Byte Computer Superstores Ltd
- Trade name: Byte
- Company type: Privately held company
- Industry: Retail
- Founded: 1993
- Founder: Peter Rigby
- Defunct: 1998
- Fate: Acquired
- Successor: PC World (retailer)
- Headquarters: Birmingham, United Kingdom
- Number of locations: 16 superstores, plus 46 concessions within Office World stores
- Area served: United Kingdom
- Products: Computers, software, and computer accessories
- Owner: Specialist Computer Holdings Ltd (SCH)
- Number of employees: 500 (1998)
- Website: www.byte.co.uk

= Byte (retailer) =

Defunct British computer store chain

Byte Computer Superstores (Byte) was a British retail chain of computer stores across the United Kingdom which from 1993 sold primarily computer hardware, software and accessories in large stores on retail parks, (similar to PC World).
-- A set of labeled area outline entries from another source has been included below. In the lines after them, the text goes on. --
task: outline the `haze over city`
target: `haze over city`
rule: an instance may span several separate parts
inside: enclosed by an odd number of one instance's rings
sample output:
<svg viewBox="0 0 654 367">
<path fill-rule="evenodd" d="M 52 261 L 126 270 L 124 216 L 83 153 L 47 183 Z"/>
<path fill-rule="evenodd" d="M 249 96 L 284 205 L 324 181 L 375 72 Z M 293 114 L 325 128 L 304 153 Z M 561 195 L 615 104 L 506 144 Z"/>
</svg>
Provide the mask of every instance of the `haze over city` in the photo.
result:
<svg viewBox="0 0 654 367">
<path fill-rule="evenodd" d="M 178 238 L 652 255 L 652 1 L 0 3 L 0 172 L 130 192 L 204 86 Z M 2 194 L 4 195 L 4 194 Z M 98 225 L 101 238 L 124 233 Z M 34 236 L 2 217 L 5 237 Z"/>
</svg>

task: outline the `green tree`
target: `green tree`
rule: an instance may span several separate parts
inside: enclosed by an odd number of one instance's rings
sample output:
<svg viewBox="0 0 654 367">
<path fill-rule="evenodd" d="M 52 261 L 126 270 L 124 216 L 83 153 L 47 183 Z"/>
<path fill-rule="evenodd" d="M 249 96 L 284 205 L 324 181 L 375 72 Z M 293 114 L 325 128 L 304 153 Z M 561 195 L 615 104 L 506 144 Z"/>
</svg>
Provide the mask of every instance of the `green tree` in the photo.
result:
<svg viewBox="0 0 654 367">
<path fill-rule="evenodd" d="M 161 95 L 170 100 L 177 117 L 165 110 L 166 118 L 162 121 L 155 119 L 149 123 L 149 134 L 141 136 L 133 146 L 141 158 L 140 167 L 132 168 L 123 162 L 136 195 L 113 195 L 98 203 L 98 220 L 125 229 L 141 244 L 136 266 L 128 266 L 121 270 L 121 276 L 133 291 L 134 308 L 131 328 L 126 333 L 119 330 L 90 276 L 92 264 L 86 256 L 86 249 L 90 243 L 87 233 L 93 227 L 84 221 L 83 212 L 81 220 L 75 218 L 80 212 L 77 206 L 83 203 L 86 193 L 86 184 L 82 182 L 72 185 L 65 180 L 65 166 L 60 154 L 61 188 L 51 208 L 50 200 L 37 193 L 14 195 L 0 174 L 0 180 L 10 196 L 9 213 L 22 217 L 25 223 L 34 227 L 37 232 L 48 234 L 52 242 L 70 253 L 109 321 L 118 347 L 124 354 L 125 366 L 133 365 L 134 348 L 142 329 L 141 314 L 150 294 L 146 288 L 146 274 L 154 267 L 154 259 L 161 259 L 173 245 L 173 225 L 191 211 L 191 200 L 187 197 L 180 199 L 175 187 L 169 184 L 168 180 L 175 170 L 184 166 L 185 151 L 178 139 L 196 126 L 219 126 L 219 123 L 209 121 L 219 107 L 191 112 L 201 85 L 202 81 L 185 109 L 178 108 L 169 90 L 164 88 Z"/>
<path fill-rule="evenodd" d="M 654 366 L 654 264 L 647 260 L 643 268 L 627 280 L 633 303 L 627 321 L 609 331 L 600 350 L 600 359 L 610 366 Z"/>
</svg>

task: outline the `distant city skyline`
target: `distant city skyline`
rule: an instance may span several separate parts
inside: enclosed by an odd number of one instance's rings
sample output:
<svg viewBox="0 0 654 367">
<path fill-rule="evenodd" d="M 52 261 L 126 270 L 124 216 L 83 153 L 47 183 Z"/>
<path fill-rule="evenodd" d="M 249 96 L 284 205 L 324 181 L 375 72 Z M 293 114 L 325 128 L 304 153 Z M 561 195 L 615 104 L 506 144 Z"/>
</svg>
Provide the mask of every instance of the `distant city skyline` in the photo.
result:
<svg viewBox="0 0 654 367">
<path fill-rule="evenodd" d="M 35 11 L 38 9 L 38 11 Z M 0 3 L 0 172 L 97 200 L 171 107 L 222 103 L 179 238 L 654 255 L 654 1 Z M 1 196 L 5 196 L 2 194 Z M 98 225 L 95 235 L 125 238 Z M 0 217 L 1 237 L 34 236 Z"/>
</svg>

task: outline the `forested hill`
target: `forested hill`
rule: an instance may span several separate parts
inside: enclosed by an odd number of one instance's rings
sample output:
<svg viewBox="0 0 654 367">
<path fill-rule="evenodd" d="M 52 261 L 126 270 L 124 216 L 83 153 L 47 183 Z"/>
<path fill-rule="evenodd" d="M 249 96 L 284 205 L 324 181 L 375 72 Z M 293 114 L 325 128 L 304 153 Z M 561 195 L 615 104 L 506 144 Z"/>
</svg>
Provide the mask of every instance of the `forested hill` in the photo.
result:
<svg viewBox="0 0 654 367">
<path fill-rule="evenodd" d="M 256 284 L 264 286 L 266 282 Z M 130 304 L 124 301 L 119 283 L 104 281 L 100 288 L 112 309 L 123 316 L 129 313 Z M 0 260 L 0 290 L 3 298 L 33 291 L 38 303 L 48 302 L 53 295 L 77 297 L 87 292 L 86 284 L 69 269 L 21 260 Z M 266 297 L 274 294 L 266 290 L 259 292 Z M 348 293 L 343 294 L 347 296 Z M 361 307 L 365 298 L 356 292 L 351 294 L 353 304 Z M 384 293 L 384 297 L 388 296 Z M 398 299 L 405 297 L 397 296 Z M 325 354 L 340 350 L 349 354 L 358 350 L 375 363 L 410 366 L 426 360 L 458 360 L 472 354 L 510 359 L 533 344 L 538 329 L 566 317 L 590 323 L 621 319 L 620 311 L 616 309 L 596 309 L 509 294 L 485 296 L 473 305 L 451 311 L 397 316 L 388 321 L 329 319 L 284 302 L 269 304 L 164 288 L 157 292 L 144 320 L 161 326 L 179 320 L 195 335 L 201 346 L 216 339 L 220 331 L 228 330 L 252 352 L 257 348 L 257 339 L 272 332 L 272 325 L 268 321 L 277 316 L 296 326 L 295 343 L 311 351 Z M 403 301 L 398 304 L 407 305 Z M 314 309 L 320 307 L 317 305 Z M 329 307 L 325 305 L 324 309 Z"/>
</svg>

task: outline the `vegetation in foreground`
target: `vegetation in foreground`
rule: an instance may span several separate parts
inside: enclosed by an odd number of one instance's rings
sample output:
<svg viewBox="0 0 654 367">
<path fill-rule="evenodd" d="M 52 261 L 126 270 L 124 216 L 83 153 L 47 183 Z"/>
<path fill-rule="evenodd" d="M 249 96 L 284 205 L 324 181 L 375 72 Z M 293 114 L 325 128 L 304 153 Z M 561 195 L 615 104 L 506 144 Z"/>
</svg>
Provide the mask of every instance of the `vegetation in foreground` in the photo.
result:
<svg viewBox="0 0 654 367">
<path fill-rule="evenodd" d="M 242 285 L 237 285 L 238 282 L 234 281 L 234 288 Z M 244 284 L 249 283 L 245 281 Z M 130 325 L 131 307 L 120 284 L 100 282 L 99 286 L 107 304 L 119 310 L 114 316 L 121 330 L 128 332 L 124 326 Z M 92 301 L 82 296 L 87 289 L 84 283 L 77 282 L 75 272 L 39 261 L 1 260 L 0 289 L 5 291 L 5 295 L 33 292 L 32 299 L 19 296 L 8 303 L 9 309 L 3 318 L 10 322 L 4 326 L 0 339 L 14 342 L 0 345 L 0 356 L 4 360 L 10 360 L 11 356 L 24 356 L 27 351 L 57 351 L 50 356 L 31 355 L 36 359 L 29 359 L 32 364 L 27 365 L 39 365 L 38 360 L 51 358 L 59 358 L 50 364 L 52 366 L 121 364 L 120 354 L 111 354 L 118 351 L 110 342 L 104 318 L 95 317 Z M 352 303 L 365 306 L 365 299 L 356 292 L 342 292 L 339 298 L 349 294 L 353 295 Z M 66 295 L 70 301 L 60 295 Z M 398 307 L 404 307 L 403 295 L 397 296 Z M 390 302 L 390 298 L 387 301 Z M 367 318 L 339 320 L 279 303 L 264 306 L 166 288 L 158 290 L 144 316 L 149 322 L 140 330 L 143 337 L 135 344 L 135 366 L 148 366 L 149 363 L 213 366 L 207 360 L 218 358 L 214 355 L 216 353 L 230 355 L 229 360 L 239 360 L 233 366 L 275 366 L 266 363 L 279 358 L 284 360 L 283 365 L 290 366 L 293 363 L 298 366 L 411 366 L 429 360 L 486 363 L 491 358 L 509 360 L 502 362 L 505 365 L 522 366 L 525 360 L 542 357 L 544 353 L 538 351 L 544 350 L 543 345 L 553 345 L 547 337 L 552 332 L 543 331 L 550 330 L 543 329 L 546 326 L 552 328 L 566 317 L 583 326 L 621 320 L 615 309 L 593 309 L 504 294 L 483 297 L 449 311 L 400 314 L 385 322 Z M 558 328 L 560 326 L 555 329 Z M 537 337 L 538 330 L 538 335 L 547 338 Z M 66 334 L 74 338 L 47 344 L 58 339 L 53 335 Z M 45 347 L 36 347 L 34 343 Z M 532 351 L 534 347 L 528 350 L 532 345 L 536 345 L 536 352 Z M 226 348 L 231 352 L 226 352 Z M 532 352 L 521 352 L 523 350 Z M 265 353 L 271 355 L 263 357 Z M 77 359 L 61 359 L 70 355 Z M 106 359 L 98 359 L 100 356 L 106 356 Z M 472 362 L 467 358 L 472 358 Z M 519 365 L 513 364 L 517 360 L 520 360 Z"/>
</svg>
The company was acquired by PC World in 1998 who re-branded or closed each store - leaving the Byte name to no longer exist.

== History ==
The company was founded in 1993 after Sir Peter Rigby, having taken a trip to the United States, decided there was an opportunity in the UK market for a high quality computer retail chain that offered good products, advice, customer service and repairs.

In 1993 Byte Computer Superstores was launched.

These stores where large, stocked with the latest in computer hardware, software and accessories and offered a level of customer service and knowledge in personal computers that was not available at that time in the UK. In 1993, Peters son Steve Rigby helped found the Byte Computer Superstore chain and was promoted to Managing Director in 1996, a position he held until the company's sale to PC World in 1998.

The company grew and by Christmas 1996 was Britain's largest computer retailer with over 61 locations including 13 superstores. The company was acquired by PC World in 1998 who re-branded each store leaving the Byte name to no longer exist.

In April 2012, a UK based Entrepreneur successfully applied for and was granted the Byte trademark. In January 2013 Byte Technology Ltd was incorporated with the intention of relaunching the Byte brand which by now had not been seen in the UK for over 15 years. Byte was officially relaunched as an on-line retailer in January 2015 with a range of Apple Certified accessories, and consumer electronics, but was subsequently closed.